If she has a habit of hanging up on you, without saying goodbye, simply because a Dr or someone else turns up, then it's ridiculous to think you should call her back when she does it. It's not your fault you didn't hear the noise and if she doesn't want to listen to what you have to say - then leave her to it.

Just to give you some perspective, my Mum would never, ever tell me to 'go to hell' even if I had done, what your mother is accusing you of, let alone think the worst of me irrespective of common sense or an explanation. It is also incredibly rude of her to treat your husband like that. She should be ashamed of her behaviour, but I suspect she is used to treating you like this and getting her own way - maybe it's time to stop that now?!

WilsonFrickett · 31/12/2013 14:41

My own mother was so unreasonable when in hospital I vowed never to speak to her again. But she was off her head on pain and meds and fear.
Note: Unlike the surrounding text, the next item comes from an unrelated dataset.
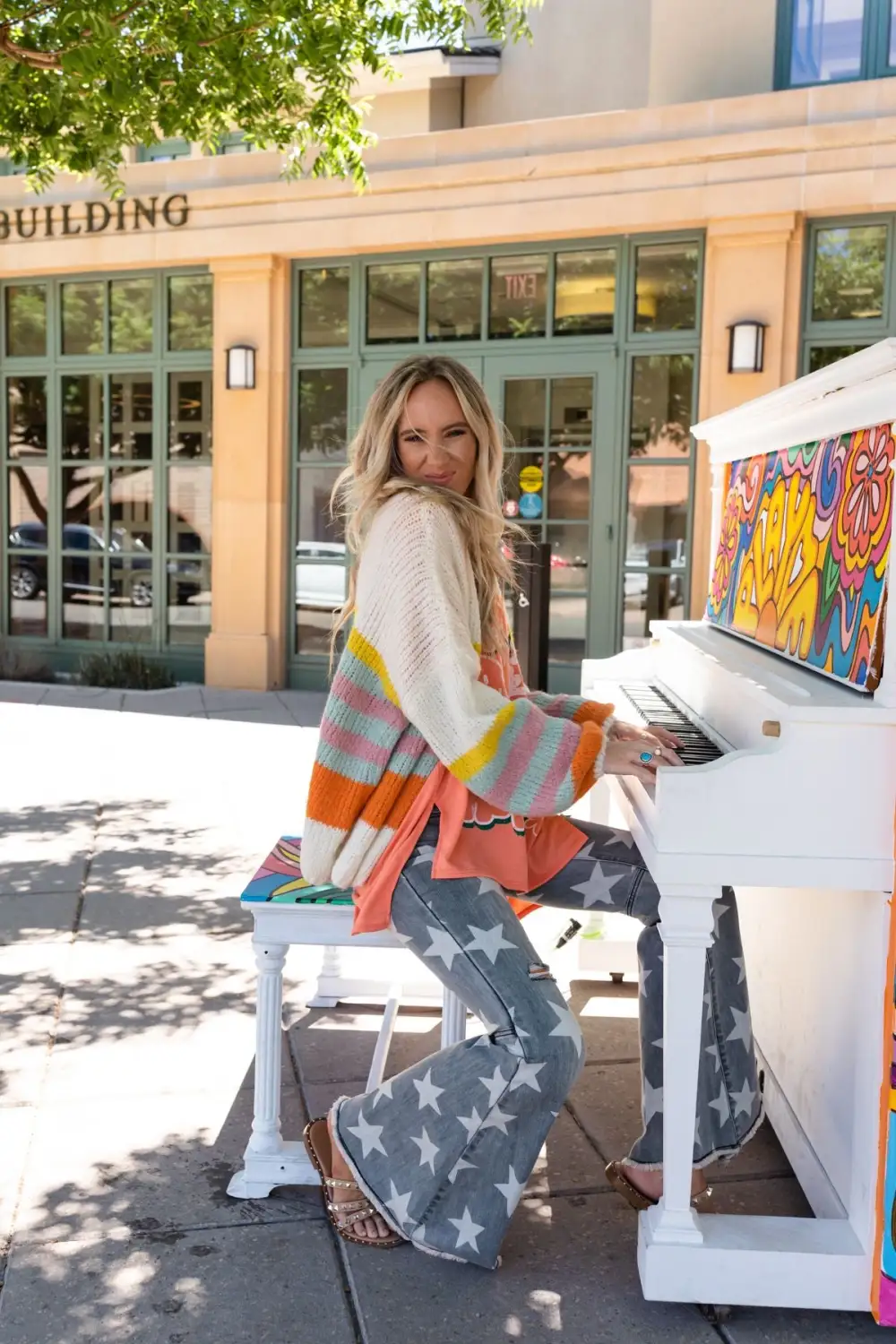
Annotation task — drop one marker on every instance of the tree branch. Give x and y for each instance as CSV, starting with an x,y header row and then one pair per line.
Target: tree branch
x,y
24,56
Cut her some slack, if you can. But don't inflame the situation by calling her right back. Either send your husband in or call the ward tonight. Hope she is better soon.

diddl · 31/12/2013 14:46

"she refused to talk to me or accept the visit from my husband."-that is ridiculously rude!
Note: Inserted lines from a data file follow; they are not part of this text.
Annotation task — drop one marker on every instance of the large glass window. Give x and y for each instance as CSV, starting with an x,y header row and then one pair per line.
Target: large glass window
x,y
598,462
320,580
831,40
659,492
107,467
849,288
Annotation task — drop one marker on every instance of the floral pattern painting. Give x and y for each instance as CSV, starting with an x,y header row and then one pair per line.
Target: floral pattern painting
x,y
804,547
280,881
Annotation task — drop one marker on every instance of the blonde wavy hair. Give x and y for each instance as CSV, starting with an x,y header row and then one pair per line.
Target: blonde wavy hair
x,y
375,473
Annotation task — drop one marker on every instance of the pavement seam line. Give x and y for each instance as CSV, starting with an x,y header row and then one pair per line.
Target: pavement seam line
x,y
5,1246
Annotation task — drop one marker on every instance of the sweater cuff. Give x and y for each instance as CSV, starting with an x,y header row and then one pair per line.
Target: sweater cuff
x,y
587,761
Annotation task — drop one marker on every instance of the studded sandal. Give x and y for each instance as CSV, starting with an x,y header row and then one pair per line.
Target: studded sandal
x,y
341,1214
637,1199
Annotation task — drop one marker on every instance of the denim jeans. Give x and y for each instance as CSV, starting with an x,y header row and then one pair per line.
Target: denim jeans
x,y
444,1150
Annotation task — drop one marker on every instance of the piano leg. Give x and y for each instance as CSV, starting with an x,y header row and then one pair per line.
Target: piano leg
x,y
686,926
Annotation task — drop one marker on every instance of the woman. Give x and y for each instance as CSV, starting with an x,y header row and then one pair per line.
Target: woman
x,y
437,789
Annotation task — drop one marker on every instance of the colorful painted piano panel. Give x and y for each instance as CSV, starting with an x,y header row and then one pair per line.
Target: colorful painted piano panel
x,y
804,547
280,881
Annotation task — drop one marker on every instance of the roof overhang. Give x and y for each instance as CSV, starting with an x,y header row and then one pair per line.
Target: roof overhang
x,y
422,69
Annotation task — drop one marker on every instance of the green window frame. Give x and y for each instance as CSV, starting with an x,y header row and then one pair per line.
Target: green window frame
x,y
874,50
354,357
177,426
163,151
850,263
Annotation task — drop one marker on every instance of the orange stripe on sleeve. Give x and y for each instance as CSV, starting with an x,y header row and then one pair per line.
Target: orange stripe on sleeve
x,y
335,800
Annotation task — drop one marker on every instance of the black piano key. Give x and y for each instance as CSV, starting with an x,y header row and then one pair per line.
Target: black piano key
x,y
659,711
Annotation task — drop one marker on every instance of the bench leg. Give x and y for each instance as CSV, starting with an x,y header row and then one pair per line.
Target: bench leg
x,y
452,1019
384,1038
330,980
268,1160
"I do feel guilty because she has no one else at all, but.there's nothing I can do if she won't listen!"- I suppose that's the thing-you'll keep caring/phoning/visiting no matter how she treats you.

How does she treat you when not in hospital-perhaps that's the question?

orangepudding · 31/12/2013 15:14

diddl She doesn't treat me like that when she's not in hospital.

DM does however tend to jump to conclusions and speculate. This results in her getting upset/angry and me having to talk her down.

OP posts:
diddl · 31/12/2013 15:18

"diddl She doesn't treat me like that when she's not in hospital."

Perhaps that's all that matters then.

At some point maybe you could tell her that you heard nothing & that she has done it before so you weren't concerned when the phone cut off-it's not that you don't care, which I suppose is how she saw it.

AwfulMaureen · 31/12/2013 15:33

People are often unreasonable when in hospital. My brother is in at the moment and he's been a nightmare! Always calling and texting me to ask me to do things for him...I put up with it...he'll be out soon too. I hope your Mum's exit goes well tomorrow!xxx

IrisWildthyme · 31/12/2013 15:38

what a drama queen - sounds pretty toxic to me. is she like this when she's healthy?

ToffeeOwnsTheSausage · 31/12/2013 15:40

Since she does it when not ill it sounds like she choices to treat you appallingly and is an attention seeker making you talk her down. Time for a serious talk I think.

Abbierhodes · 31/12/2013 15:47

I was in hospital once, and I went ballistic at my mom, told her I never wanted to speak to her again and hung up.
When she rang back I picked the phone up sobbing my heart out. Although I was in for something reasonably routine to the outside world, I was worried to death and just not myself.
What I'm saying is, if she's not usually like this then let it go. Visit her whenever you were planning on before the argument, and put it down to hospital nerves.
YANBU, but it isn't worth falling out over.